By now, we’re all familiar with the usual online platforms that provide opportunities for direct digital marketing: Facebook, Twitter, Instagram, YouTube, and Google in general to an extent. Getting right in front of as many eyes as possible been a tenant of online marketing for as long as there’s been an opportunity to advertise in digital spaces. It’s not a secret that much of our online time is spent on mobile devices, mainly on instant messaging and social media apps more than anything else. Digital marketing has had a strong hold on social media spaces but what about instant messaging?

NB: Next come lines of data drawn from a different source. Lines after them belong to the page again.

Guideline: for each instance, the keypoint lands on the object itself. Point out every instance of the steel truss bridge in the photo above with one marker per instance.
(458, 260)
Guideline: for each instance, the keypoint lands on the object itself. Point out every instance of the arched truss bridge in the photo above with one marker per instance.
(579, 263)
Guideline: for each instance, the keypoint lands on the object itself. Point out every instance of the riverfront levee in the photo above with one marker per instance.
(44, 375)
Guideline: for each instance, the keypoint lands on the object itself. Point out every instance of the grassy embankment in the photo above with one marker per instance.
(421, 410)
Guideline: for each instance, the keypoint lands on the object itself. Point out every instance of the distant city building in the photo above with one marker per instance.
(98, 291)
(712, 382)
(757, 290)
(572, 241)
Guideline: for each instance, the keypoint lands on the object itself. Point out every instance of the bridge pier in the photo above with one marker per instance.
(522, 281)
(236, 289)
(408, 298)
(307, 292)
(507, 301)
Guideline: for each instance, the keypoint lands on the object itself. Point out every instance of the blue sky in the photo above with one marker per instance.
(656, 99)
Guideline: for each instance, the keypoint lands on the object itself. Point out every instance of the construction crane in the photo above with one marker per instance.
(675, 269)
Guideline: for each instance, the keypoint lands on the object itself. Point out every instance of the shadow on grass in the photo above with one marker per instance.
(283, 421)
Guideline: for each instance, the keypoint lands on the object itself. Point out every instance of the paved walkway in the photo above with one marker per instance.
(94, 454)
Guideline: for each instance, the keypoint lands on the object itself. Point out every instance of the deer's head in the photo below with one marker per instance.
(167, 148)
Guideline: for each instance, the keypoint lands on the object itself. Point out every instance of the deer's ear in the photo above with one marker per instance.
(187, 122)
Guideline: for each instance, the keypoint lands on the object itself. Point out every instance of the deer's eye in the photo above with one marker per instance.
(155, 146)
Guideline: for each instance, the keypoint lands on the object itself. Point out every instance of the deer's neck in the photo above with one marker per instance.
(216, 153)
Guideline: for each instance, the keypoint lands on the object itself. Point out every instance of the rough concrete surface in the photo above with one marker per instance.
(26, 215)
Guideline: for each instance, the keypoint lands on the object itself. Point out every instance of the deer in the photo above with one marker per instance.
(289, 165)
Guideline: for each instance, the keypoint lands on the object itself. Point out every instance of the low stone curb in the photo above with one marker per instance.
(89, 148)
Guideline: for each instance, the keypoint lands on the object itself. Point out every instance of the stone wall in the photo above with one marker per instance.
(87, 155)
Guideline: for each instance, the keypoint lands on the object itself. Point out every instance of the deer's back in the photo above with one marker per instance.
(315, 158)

With millions of users on the service, WhatsApp is one of the most popular messaging apps there is and is a prime opportunity for brands wanting to try a cross-platform approach. Recently, Huffington Post, and BBC have been using WhatsApp to send both breaking news as well as long-form news stories using WhatsApp, but fashion magazines like Vogue and Glamour have both stepped into the arena to bring more content directly to users’ phones. By joining a group or simply having a brand’s contact information saved to a device that’s using WhatsApp, users will have access to up-to-the-minute stories and images without having to search through the web or social media to find what they’re looking for. Brands can also always use WhatsApp in its original intended way – by having one-on-one conversations with subscribed users as a channel of customer service that serves a similar function to Twitter’s DM features or Facebook chat and messages.
For brands that thrive on a more personal connection to their consumers, WhatsApp offers a unique direct line to them. Where text alerts of the past wouldn’t suffice, WhatsApp allows brands to share multi-media offerings like images and short videos to users who may not follow them on multiple social platforms – or have time to check out what they may have missed that day.
If more brands turn to instant messaging platforms for more than just in-app advertising, they’ll have to take stock of the frequency of the messages – being sure not to flood a service that people typically use to talk to their friends and family. It will be imperative to think about the most breaking headlines and pertinent information to be shared with their subscribers, as it should only be a fraction of what a brand would typically post on social media.
Another great upside to messaging apps like WhatsApp is that it’s a space that, for now, is completely safe from ad-blockers. Users have to opt in to your messages much like how they would follow you on social media. But, being on a platform that is more likely to send message notifications directly to their mobile device means you will grasp their attention much quicker, especially on headlines you’re hoping to elicit a more immediate response from. Your social media timeline will not always be the first thing users see when they log in to their respective platforms, and going back to view messages they may have missed. Like any platform, discretion will be crucial to not over saturating the space and creating filters and blocks in the same ways other social media platforms have; but brands should still start seriously considering it for their future social media plans – particularly if they’re looking to reach a global audience that relies on free messaging services like WhatsApp to stay in touch.